How do you solve #x/(x-1)<1#?

1 Answer
Oct 12, 2015

Answer:

Reformulate without multiplying either side by a potentially negative expression to find:

#x < 1#

Explanation:

This could be a little fiddly, since if you multiply both sides by #x - 1#, you don't know the sign of #x - 1#, so you have to split into cases where you do or do not reverse the inequality.

So let's use a different approach:

#1 > x / (x - 1) = (x - 1 + 1) / (x - 1) = 1 + 1/(x - 1)#

Subtract #1# from both ends to get:

#0 > 1/(x-1)#

That is:

#1/(x-1) < 0#

The left hand side will be negative when #x - 1 < 0#, that is when #x < 1#.

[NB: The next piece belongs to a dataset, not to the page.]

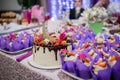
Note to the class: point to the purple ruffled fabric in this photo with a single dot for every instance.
(82, 70)
(102, 74)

In general you can perform any of the following operations on an inequality and preserve its truth:

(1) Add or subtract the same value on both sides.
(2) Multiply or divide both sides by the same positive value.
(3) Multiply or divide both sides by the same negative value and reverse the inequality (i.e. #<# becomes #>#, #<=# becomes #>=#, etc.).
(4) Apply the same strictly increasing monotonic function to both sides (e.g. #f(x) = e^x#).
(5) Apply the same strictly monotonically decreasing function to both sides and reverse the inequality.